Se há alguma artista com propriedade para falar da Amazônia hoje em dia, chama-se Gaby Amarantos. Ela é de Jurunas, bairro antigo, periférico de Belém do Pará, onde as crianças nascidas no final dos anos 1970, como Gabriela Amaral dos Santos, tinham infância ribeirinha. Jurunas é, hoje, o bairro mais populoso da capital do Pará, com 60 mil habitantes, e a menina, aos 43 anos, uma das compositoras e cantoras mais instigantes do Brasil.

A musicalidade popular do Pará foi das últimas fronteiras de descoberta da moderna MPB, pelo menos aqui no Sudeste, centro tanto da produção musical (a indústria fonográfica) quanto dos meios de comunicação de massa, que, de certa forma, ainda determinam (ao menos em parte) o que faz ou não sucesso. Na verdade, a circulação independente sempre foi mais vigorosa do que se imagina, sobretudo a regional. De qualquer forma, quando começou a se falar em tecnobrega em São Paulo e no Rio de Janeiro, ali pelo início dos anos 2000, essa cena já existia há pelo menos duas décadas.  

E quando Gaby chegou com “Treme”, em 2011, a ousadia de canções como “(Ela Tá) Beba Doida” ou “Ex Mai Love”, a exuberância da cena paraense com suas colagens de carimbó, calipso e tecnomelody eclodiu como uma espécie de bomba. Aqui vale fazer uma pequena homenagem ao diretor artístico do disco, Carlos Eduardo Miranda.
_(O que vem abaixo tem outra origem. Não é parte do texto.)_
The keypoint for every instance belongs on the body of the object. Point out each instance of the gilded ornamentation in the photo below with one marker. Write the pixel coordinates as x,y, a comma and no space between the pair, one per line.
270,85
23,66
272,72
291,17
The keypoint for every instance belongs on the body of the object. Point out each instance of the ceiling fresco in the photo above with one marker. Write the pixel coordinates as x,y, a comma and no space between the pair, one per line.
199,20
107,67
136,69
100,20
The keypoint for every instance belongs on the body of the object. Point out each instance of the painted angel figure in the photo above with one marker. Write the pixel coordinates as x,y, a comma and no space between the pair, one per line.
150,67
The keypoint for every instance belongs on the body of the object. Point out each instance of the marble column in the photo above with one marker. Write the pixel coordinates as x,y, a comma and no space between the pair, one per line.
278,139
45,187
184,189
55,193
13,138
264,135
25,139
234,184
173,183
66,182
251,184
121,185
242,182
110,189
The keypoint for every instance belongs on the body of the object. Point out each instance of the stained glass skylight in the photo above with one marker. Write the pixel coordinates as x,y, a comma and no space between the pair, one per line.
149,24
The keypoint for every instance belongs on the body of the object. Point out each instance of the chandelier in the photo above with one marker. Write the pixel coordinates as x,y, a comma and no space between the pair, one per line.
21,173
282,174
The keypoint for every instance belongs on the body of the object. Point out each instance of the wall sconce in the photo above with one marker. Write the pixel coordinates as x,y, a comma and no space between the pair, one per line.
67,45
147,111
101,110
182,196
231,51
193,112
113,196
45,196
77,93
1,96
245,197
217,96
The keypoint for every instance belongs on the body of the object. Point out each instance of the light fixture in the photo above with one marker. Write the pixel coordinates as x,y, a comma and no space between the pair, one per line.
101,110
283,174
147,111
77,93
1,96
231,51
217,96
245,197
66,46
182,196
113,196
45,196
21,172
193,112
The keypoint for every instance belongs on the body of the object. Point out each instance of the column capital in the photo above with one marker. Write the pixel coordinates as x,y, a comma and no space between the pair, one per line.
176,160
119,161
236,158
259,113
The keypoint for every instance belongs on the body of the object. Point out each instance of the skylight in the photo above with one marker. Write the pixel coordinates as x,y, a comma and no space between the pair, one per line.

Morto precocemente aos 56 anos, Miranda foi um dos produtores mais talentosos dos anos 1980 e, nos 1990, descobridor de bandas como Skank, Mundo Livre S.A., lançadas pelo selo Banguela Records, que abriu em parceria com os Titãs. Repórter e redator da revista Bizz, Miranda tinha uma habilidade toda especial para formatar, no melhor sentido, novos talentos. Dirigiu as três edições do Terruá Pará em 2006, 2011 e 2013, projeto que envolvia dezenas músicos do Norte, desde a geração que nasceu nos anos 1930, do carimbó, como Dona Onete e Pinduca, o “rei da guitarrada” Mestre Vieira, aos já nascidos na Belém moderna, como Jaloo e Lia Sophia   

Foi Jaloo quem Gaby escolheu para produzir “Puraquê”, referência ao peixe-elétrico, que  em tupi e significa ”o que faz dormir” ou ”o que entorpece”. É um peixe daqueles que pode chegar a 2 metros de comprimento e 20 quilos. Suas descargas elétricas tem intensidade o suficiente para matar um cavalo adulto.

Em “Purakê”, já disponível nas plataformas digitais, as 13 faixas-clipe compõem uma espécie de sonho amazônico. Pensado como quase um álbum conceitual e cheio de participações especiais, é como se fosse o disco da maturidade de Gaby Amarantos. Ela continua a cantora talentosa (como muitas mulheres pretas e periféricas, ela começou a cantar em coro da  igreja e antes mesmo da adolescência, chamava a atenção pela voz cristalina) de sempre, mas nem por isso deixou de ser generosa: divide faixas com artistas decanos como Elza Soares, Ney Mattogrosso,  Alcione e Dona Onete, mas também com músicos mais recentes como Liniker, Luedji Luna, Potyguara Bardo, Urias, Viviane Batidão.

Nascido numa espécie de imersão artística de Jaloo e Gaby no Rio Tapajós, em 2019, antes, portanto, da pandemia, o disco oscila entre aquilo que os viajantes estrangeiros dos séculos 18 e 19  chamavam de a “melancolia tropical” e faixas que exalam um otimismo contagiante — e muito, muito dançável.

A pegada de “Purakê” se conecta com questões globais e futuristas. Numa espécie de metáfora musical, poética e visual parece que Gaby & Jaloo querem mostrar que a Amazônia também pode ser, além da maior reserva bioecológica do planeta Terra, o centro irradiador de uma cultura ao mesmo tempo profundamente enraizada nos povos indígenas, mas olhando para o mesmo vetor tecnológico que fundou o tecnobrega.

Ouçam Gaby. Seus recados são uma espécie de grito de alerta, mas também tem o frescor das pequenas alegrias possíveis nessa pandemia interminável e crudelíssima.